Recorrer a pie desde la Basílica de Soriano hasta el templo de San Francisco en Colón y contemplar el río y los sabinos; deambular desde El Pilancón hasta los jardines botánicos en Cadereyta y, si te sobran fuerzas, ir a comer a la hacienda de Tovares y de allí caminar hasta Tetillas, subir el cerro de San Miguel y rezar en su ermita; tomarte un whisky en Arroyo Seco con Antero Torres Ibarra y que te platique sabrosamente sus verídicas historias; escuchar Una Furtiva Lágrima con Librado Alexander Anderson y un “pendejo” de la boca de Yeyo Olvera Montaño, así como el violín gitano de los virtuosos Migueles Epardo; clavarte de sopetón en las albercas heladas del fraccionamiento San Isidro o de la Hacienda Club en pleno otoño; contemplar La Cabalgata del 23 de diciembre; trotar por la nueva área jardinada que Marcos Aguilar Vega habilitó en el largo y ancho camellón de Bernardo Quintana norte.
Visitar los asilos de ancianos y quedarte un rato a platicar con los miembros de la tercera edad, escuchándolos sobre todo, lo mismo que a los niños y jóvenes de la Casa Hogar San Pablo, además de echar desmadre y una canción con los débiles visuales del alegre y mujeriego maestro Blandina; recorrer de noche las áreas jardinadas de Carretas, Bosques del Acueducto, La Cimatario, Jardines de Querétaro, San Isidro y Álamos; pegarle a los tamales y atoles de la calle Arteaga y escuchar un concierto en el beaterio de Santa Rosa de Viterbo; treparte a pie a Loma Dorada, Pedregal de Querétaro y otras colonias cercanas para contemplar de noche mi ciudad desde el oriente. Visitar las ex haciendas y volcanes apagados de Pedro Escobedo y Huimilpan y llevar una novia a Lagunas de Servín.

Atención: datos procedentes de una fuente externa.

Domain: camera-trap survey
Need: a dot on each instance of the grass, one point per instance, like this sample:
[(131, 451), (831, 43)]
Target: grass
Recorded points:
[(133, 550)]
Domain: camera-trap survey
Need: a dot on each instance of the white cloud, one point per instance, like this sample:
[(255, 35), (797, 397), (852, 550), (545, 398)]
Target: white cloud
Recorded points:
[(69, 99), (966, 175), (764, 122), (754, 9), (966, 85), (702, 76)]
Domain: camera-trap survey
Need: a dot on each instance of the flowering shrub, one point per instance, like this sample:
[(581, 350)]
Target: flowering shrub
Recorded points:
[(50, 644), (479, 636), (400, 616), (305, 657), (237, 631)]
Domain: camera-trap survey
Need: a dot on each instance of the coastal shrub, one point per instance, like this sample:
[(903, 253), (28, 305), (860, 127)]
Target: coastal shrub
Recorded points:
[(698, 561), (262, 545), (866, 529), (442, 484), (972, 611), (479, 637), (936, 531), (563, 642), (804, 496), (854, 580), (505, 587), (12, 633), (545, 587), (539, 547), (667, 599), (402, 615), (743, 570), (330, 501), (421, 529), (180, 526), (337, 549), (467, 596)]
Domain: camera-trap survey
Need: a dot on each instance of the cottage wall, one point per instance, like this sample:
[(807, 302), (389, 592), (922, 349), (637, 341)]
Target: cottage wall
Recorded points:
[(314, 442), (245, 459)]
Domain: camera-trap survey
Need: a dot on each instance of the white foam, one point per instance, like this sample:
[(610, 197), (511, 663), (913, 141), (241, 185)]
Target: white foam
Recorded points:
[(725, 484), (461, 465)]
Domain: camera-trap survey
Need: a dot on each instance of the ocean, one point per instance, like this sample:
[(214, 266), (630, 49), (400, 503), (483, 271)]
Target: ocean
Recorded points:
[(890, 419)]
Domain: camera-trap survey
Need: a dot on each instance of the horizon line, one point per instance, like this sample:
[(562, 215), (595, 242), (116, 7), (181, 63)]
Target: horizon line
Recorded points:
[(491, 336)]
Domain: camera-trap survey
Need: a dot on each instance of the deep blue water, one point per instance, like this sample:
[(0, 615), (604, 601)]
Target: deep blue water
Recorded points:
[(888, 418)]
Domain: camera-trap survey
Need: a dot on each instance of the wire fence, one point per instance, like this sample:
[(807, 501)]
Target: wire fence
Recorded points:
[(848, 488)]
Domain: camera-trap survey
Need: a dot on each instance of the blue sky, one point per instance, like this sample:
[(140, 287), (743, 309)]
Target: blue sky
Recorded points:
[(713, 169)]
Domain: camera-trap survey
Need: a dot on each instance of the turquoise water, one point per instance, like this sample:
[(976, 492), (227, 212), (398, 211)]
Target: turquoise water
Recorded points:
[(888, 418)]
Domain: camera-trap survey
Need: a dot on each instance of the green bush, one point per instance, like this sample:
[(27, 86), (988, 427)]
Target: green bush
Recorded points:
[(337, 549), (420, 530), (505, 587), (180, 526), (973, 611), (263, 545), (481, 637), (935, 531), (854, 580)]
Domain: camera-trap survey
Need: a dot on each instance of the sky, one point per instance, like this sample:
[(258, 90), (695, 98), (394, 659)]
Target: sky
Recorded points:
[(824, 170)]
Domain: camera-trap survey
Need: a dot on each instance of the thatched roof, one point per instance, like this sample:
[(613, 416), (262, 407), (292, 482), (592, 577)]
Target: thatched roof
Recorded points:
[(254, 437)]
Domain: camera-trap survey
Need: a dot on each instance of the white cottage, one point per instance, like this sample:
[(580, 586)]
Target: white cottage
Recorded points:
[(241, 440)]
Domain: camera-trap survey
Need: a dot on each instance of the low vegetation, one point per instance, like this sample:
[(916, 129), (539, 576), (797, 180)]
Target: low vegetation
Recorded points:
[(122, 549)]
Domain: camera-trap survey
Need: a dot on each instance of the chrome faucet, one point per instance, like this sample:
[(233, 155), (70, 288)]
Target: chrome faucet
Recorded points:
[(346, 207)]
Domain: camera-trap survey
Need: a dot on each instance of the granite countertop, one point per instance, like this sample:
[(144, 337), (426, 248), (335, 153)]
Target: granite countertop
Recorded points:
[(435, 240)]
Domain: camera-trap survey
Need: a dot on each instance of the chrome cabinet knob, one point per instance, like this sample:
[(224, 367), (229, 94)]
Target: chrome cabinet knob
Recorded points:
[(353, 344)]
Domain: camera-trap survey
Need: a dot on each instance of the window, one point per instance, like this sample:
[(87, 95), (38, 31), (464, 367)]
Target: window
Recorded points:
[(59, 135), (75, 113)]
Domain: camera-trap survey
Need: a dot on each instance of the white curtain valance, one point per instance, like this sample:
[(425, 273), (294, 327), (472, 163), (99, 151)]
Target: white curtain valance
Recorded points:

A mí me ayudaron mucho todos estos tips para quitarme los demonios del mediodía en mi peregrina vida. Si con todos estos consejos no se te quita la depresión querido lector, te sugiero busques al psiquiatra Miguel Ángel Rangel, a un exorcista chingón o métete un balazo o súbete a un autobús citadino manejado por un cafre alumno de Juan Barrios.
Les vendo un puerco feliz.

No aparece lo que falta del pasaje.